Munger describes his design, which does not include windows for most of the dormitory’s single-occupancy bedrooms, as “our version of ship architecture on land” for its efficient use of space and on-site amenities, including a fitness center, market, restaurant, conference rooms, study rooms, and a lecture hall. As a model for future residence halls, it will be “so much better than normal that it will become widely admired as among the best,” he told The Current.
In an effort to save time and money, Munger ― whose $200 million gift for the project came with the condition that UCSB officials follow his plans ― has also directed that the modular residential units be prefabricated at another location then installed at a pace of about 25 pods per week. That way, construction of an entire floor would take only 20 working days, he claims.
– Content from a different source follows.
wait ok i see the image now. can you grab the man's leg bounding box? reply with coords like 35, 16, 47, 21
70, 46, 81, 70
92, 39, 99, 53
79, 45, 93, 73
Heating and hot water for the structure’s 1.68 million square feet of live-work space would be all-electric in compliance with new sustainability standards for UC campuses. While no parking for the project is planned, spaces for 3,000 bikes are included in the blueprints, as well as the addition of two new bus stops.
UCSB’s second unveiling of the project ― it was originally announced in 2016 ― comes as the university faces increasing legal pressure to comply with a 2010 housing mandate, which it has fallen far short of. Residents of Munger Hall would be drawn from existing enrollment, school officials explain, and would eliminate triple rooms in all its other residence halls.
A public feedback period for the project is now open and ends Friday, August 13. A public hearing is scheduled for July 28, 6-7:30 p.m., on Zoom. More information and the registration link can be found at bap.ucsb.edu/mungerhousing.